Search code examples
c++vectorsetcontainersmultiset

what is the better feature do we have in multiset that is not in vector?


why we should use "multi set" (as we know "multi set" can keep repetitive key)

why we shouldn't use vector instead ?

is there any good feature in "multi set" that we don't have in vector ? (or other containers like vector)

Do you know any special usage for "multi set" ?


Solution

  • (moving/expanding from the comments)

    what is the better feature do we have in multiset that is not in vector?

    The key feature is fast (O(log N)) lookup "equivalent" (according to the comparer) elements, plus implicit sorting according to the comparer (with O(log N) cost in insertion)).

    (this plus the usual set features, such as O(1) removal (after O(log N) search) and references that are never invalidated)


    multiset is quite a "niche" container; in 10+ years of writing C++ I don't think I ever used it (or seeing it being used, FWIW). Most probably, its very existence owes much to the map/set <=> multimap/multiset symmetry.

    set is generally thought as "the container which does not allow duplicate elements", so having a set that allows duplicates apparently makes no sense at all. However, the actual point of set is to allow fast (O(log n)) lookup of objects according to some criterion, which crucially may not consider the complete content of the object.

    Let's make a step back; it's helpful here to understand that ?map is just a ?set in disguise1. In particular, you can think of a std::?map<K,V> as a std::?set<pair<const K,V>,KeyComp>, where KeyComp is a comparer that only considers the first (=key) part of the pair2 - which incidentally is exactly what std::?map::value_compare is; you'll notice also that the type of std::?map::value_type is indeed std::pair<const K, V>.

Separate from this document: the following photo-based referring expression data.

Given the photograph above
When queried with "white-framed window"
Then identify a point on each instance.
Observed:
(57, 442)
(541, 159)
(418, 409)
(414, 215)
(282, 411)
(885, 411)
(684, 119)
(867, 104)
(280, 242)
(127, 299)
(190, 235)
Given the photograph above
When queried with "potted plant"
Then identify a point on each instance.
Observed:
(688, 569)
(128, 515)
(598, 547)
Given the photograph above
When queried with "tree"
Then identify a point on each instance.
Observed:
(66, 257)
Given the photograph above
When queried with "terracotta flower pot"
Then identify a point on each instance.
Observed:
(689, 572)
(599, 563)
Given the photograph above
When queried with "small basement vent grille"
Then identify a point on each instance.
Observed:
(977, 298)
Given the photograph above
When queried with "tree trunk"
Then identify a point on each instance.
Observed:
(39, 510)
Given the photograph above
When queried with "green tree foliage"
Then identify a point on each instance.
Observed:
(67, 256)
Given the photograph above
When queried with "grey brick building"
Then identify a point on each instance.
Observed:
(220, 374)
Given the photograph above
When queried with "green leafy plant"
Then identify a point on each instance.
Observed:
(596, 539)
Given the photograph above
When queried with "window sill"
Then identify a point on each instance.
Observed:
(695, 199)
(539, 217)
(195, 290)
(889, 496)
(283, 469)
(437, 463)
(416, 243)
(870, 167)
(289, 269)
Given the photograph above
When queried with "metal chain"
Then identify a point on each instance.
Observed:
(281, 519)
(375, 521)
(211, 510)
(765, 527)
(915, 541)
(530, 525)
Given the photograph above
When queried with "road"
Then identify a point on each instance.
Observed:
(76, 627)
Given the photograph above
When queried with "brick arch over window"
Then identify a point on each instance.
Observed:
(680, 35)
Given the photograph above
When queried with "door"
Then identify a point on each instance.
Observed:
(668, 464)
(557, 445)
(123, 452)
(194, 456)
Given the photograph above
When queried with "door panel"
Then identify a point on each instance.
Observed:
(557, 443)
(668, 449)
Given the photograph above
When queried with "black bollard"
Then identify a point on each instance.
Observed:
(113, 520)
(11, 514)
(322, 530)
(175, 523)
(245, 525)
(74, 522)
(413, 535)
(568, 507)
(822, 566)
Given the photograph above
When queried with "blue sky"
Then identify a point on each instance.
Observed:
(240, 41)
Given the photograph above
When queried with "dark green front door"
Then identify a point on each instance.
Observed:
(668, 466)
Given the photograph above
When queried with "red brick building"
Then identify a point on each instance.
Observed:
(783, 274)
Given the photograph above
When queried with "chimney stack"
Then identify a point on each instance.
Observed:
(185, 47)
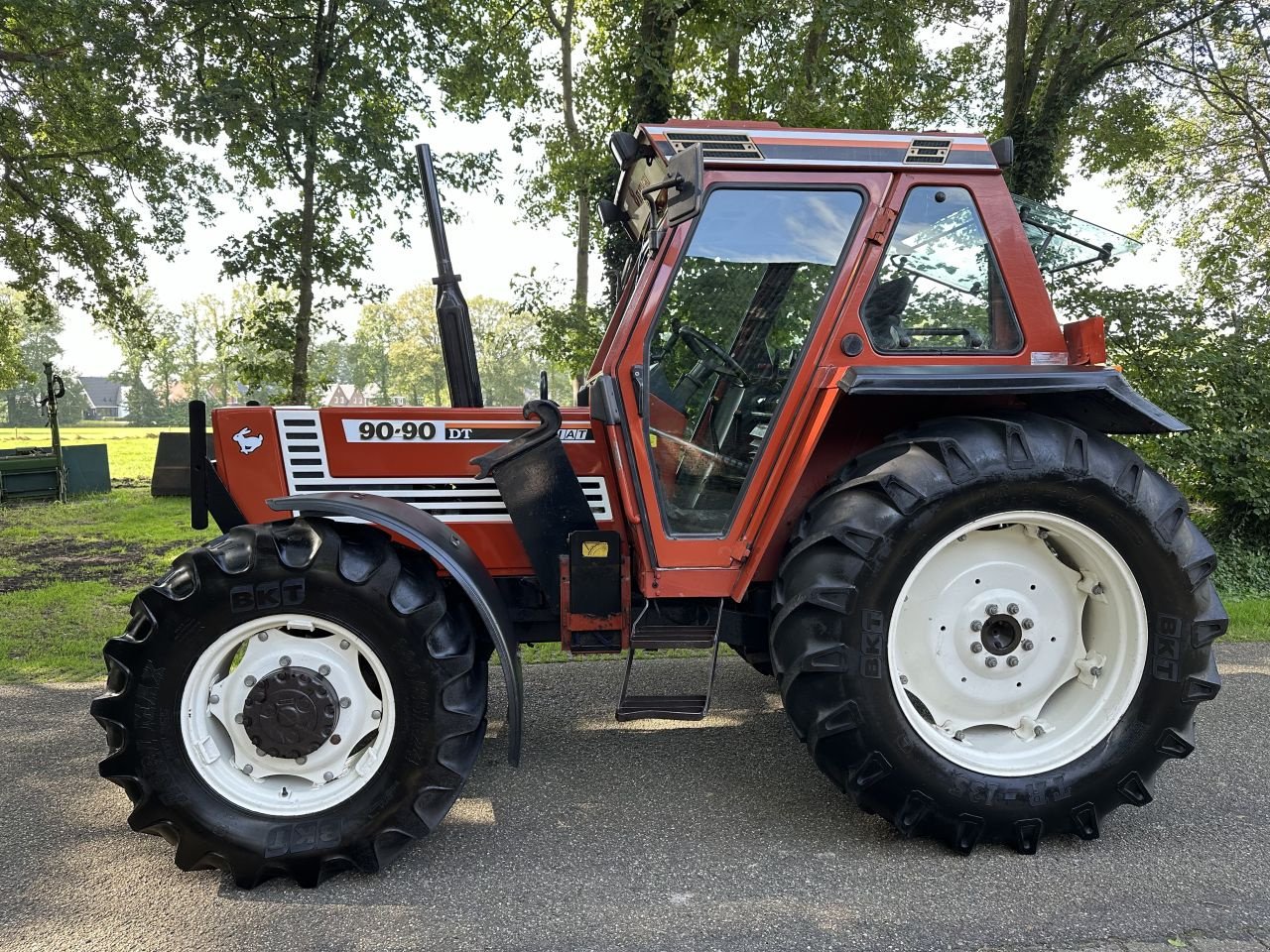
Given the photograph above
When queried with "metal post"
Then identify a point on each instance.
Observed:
(55, 389)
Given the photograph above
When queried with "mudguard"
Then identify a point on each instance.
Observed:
(1096, 398)
(451, 553)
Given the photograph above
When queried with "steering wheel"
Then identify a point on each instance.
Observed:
(715, 357)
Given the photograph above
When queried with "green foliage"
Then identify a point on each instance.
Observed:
(1078, 72)
(1206, 367)
(90, 181)
(1207, 185)
(313, 104)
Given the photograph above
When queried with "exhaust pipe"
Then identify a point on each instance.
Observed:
(457, 347)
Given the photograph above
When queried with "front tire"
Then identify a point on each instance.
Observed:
(993, 630)
(294, 698)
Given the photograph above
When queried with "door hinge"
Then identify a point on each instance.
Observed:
(881, 226)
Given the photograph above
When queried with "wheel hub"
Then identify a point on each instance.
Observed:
(291, 712)
(1001, 634)
(1019, 642)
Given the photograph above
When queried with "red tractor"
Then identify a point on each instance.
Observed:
(834, 424)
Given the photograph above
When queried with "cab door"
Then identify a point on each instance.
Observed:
(724, 350)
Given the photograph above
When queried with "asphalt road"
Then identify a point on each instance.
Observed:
(653, 835)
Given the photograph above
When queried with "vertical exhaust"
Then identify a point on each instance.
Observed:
(457, 347)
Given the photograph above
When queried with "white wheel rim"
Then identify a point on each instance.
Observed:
(1079, 636)
(222, 753)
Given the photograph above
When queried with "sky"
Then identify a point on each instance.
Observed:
(492, 243)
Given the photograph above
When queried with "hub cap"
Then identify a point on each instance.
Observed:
(291, 712)
(1017, 644)
(287, 715)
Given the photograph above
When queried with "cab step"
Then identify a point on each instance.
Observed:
(672, 707)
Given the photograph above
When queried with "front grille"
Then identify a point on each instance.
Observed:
(448, 498)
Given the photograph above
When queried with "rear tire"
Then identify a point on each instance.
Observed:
(1039, 504)
(372, 622)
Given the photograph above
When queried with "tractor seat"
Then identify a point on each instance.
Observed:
(884, 307)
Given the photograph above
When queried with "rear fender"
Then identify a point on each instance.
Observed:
(449, 552)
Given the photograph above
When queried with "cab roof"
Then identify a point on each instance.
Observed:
(747, 144)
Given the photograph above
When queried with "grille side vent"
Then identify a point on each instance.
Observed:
(929, 151)
(449, 498)
(716, 145)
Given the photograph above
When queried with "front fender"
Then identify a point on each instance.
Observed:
(448, 551)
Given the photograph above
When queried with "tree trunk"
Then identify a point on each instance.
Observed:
(318, 64)
(654, 68)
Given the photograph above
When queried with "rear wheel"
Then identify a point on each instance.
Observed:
(294, 698)
(997, 629)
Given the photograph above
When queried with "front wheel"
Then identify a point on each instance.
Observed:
(991, 630)
(294, 698)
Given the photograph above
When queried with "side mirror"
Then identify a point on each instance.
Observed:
(611, 214)
(688, 169)
(1003, 151)
(626, 149)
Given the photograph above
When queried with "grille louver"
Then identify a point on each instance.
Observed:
(716, 145)
(929, 151)
(448, 498)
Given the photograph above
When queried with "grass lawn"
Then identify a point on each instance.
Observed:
(68, 571)
(130, 448)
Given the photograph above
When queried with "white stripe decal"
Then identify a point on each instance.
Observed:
(452, 499)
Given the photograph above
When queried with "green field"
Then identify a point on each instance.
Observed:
(131, 449)
(67, 571)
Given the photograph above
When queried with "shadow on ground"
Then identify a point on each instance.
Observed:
(648, 835)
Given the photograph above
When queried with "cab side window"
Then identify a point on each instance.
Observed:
(939, 289)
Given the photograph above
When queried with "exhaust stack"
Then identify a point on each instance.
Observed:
(457, 347)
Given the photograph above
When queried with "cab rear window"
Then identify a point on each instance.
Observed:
(939, 289)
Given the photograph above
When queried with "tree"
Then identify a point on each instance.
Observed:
(1075, 71)
(316, 103)
(87, 181)
(26, 344)
(1206, 186)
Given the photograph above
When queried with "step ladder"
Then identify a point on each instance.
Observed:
(651, 638)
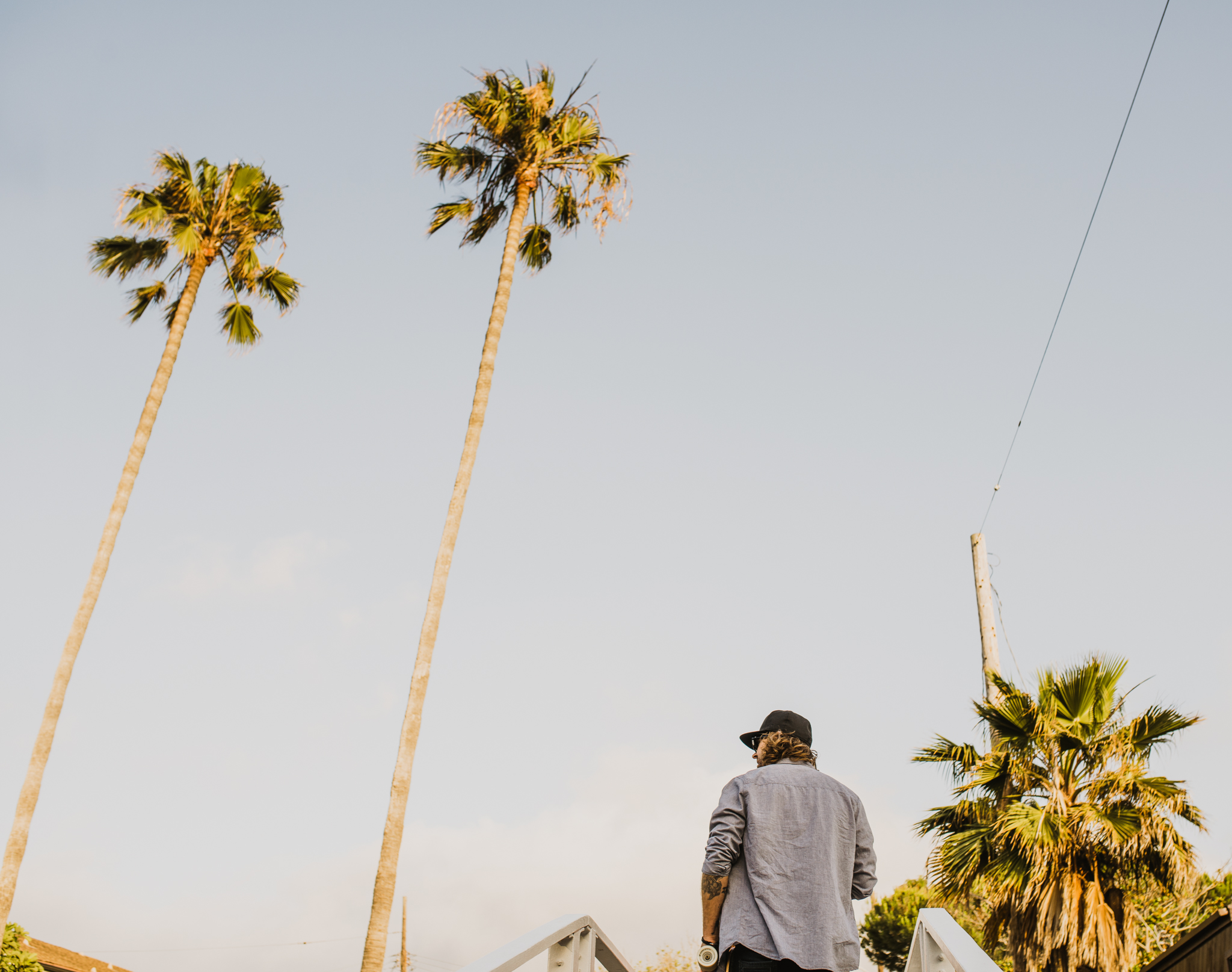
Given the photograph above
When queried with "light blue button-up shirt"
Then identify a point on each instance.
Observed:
(798, 847)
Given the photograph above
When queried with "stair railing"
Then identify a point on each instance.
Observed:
(572, 941)
(940, 945)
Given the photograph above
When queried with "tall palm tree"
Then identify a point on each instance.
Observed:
(1061, 821)
(524, 153)
(201, 215)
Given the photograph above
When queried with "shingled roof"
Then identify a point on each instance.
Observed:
(55, 959)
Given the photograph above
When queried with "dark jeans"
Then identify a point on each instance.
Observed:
(746, 960)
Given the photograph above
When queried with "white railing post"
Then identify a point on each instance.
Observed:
(572, 941)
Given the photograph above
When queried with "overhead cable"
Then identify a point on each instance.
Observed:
(1074, 270)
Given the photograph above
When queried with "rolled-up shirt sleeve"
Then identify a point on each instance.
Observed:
(727, 832)
(864, 874)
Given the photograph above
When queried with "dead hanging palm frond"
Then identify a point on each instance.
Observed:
(1061, 821)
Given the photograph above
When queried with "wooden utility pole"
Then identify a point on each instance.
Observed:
(991, 658)
(403, 961)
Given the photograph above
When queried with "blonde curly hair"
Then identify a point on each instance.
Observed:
(780, 746)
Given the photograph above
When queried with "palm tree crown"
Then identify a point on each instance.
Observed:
(513, 140)
(205, 215)
(1060, 820)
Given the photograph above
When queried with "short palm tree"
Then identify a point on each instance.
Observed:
(197, 216)
(525, 154)
(1061, 821)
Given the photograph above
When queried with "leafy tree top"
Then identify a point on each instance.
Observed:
(13, 956)
(201, 214)
(514, 142)
(1061, 817)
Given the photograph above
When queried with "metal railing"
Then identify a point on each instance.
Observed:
(940, 945)
(573, 943)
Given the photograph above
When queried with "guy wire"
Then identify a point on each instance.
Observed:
(1074, 270)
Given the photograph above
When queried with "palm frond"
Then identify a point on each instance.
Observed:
(1144, 732)
(445, 212)
(125, 255)
(479, 224)
(238, 324)
(186, 237)
(961, 755)
(536, 247)
(275, 285)
(606, 169)
(143, 297)
(565, 208)
(452, 162)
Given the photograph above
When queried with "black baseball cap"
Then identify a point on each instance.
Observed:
(784, 721)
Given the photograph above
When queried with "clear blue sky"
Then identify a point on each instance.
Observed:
(732, 460)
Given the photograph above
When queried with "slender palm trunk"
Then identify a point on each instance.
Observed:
(391, 844)
(16, 847)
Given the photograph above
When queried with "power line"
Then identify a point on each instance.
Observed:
(216, 948)
(1074, 270)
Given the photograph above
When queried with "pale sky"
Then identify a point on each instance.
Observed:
(732, 461)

    So, ?map is essentially a convenience over ?set for the common case where you want to index values by some key that is not already "inside the value itself".

    If instead the key is already stored inside the value - which is generally what happens when we are indexing existing data by some of its properties - a ?set with a custom comparer can be used, thus avoiding the key replication of the key that would be required in a ?map.

    Let's consider an imaginary book database; you have a big std::deque<std::unique_ptr<Book>> that contains all the book objects, and you want to index them by author and by title for quick lookup.

    In this case, you can use a multiset<Book *, CustomComp> for each field you want to index; the custom comparer will implement a < operator that considers just a specific field of the pointed element.

    When a new book is added you just need to add it to the deque and to all the indexes; when a book is removed you have to remove it from the deque and from the indexes. An edit requires to first remove it from the indexes, apply the changes and then re-add it (straight modification can lead to an inconsistent state of the multiset instances, because you may be changing the ordering relation between the stored objects "behind their back").

    It's perfectly fine here that you have a set which allows duplicate elements: they are duplicate only according to the comparer, which just considers one field; it's perfectly normal to have multiple books by the same author, or different books with the same title. The point here is not "not allowing duplicates", it's "fast lookup by some key", exactly as if we were using a multimap, but without having to keep an extra copy of the key inside the indexes.


    Notes

    1. When I write ?set or ?map I'm talking about both the "regular" and "multi" variants. It's worth noting that the core of the discussion applies mostly in the same way even to the unordered counterparts, changing the comparer with the hash function.
    2. Of course, when doing a lookup you have to provide a dummy second argument, and that's why using a map is more convenient.